I punched a man in the face yesterday. To determine if I'm a violent person it's important to know whether I punched a man who was pushing his child on a swing set, or whether I punched a man who was crawling through a window in my home.
"When Coinbase announced it would be opening an office in Portland, Ore., several Black employees in the compliance department who worked remotely were told to move there or reapply for new jobs, four former employees said."
"All of the Black workers in the compliance division ended up among the group of 15 who left."
Without concrete evidence of discrimination in the article, my mind jumps to this being the pivotal cause of the stats, one team getting asked to relocate and that team being disproportionate in its demographics.

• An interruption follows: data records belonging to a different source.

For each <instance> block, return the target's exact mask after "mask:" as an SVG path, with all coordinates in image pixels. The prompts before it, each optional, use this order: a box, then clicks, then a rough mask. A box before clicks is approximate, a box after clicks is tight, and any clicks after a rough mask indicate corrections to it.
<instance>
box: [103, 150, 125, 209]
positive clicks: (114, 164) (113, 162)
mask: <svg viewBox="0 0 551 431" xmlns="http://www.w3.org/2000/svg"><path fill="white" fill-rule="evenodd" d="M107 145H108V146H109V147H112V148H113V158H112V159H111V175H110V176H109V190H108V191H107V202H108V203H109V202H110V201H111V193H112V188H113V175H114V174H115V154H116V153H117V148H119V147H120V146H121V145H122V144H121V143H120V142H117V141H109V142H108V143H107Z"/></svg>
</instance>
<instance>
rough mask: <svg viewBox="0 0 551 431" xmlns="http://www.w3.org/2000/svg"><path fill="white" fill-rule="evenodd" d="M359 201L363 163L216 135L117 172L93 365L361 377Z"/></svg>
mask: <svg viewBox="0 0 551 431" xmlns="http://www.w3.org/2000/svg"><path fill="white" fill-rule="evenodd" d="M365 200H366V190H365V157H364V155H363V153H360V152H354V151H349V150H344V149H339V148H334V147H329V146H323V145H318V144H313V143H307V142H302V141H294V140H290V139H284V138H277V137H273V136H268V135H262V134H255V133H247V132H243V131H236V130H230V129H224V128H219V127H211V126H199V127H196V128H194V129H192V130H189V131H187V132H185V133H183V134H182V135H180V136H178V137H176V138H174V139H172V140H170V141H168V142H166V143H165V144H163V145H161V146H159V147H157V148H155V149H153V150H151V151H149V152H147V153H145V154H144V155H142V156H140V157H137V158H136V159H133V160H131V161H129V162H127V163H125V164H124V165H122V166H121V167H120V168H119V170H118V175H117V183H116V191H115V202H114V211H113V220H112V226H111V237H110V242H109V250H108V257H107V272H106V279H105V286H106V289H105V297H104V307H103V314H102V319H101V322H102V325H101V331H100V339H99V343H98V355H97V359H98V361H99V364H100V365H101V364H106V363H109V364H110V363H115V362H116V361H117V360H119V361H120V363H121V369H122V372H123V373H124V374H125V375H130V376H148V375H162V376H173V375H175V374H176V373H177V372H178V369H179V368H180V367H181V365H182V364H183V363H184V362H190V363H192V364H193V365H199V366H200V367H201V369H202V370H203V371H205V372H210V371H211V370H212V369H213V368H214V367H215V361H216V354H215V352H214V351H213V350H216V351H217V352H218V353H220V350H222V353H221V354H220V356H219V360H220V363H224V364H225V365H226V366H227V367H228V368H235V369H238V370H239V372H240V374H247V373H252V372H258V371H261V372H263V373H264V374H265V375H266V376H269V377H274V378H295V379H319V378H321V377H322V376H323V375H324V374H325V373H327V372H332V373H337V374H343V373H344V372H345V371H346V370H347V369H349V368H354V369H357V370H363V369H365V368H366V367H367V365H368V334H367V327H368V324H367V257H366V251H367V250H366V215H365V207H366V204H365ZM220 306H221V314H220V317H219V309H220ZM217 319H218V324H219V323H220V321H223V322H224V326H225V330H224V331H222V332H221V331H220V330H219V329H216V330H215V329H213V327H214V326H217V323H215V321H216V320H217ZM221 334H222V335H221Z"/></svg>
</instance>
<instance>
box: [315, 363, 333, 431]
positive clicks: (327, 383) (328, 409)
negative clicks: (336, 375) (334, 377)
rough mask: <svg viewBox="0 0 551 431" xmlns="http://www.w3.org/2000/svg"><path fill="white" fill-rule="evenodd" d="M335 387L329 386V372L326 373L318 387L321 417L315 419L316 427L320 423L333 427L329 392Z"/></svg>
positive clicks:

I know from co-workers that the company once had a strong stance against remote work and made limited exceptions. I can see that being a source of a lot of discontent. Asking folks to move to a new city is a big ask too; I could see the company having handled that poorly.
On the upside CB shifted to remote-first which should be great for being able to have a more diverse workforce. And contrary to some of the comments here, I take that as strong evidence of the ability for our leadership team to acknowledge mistakes and course correct.
Learning the true context is most important. This could be done by corroborating allegations for example.
N = 15 while p ≈ 20. It has been a while since I have taken a stats class, but that sample seems plenty large enough to me.
>Learning the true context is most important. This could be done by corroborating allegations for example.
Corroborating is exactly what journalists do. From the article:
>five people with knowledge of the situation said.
>But according to 23 current and former Coinbase employees, five of whom spoke on the record, as well as internal documents and recordings of conversations
>according to a recording of the session shared with The New York Times
>In a company email he sent later, which was also shared with The Times
>wrote in a Slack message that was viewed by The Times.
>three people briefed on the situation said
>according to a recording of the event
>according to a copy of the message seen by The Times
>according to a copy reviewed by The Times.
>two people with knowledge of the situation said
The NYT talked to dozens of people, watched/listened to multiple recordings, and viewed numerous emails and Slack messages. This story is corroborated.
Yes that's what was asked; which ones?
> especially when n=15(if this was a statistical study on insulin response to artificial sweeteners, people would be saying the sample size is too small to draw conclusions)
And those people would be wrong. It's incorrect to dismiss a study based on sample size without a discussion of significance and effect size in the context of the data.
Moreover I reject the premise that you should be assessing this story quantitatively rather than qualitatively. But if you insist: what are your priors on whether or not a given company engaged in discrimination, and how do these change if you're told 75% of employees of a particular demographic stated there was discrimination?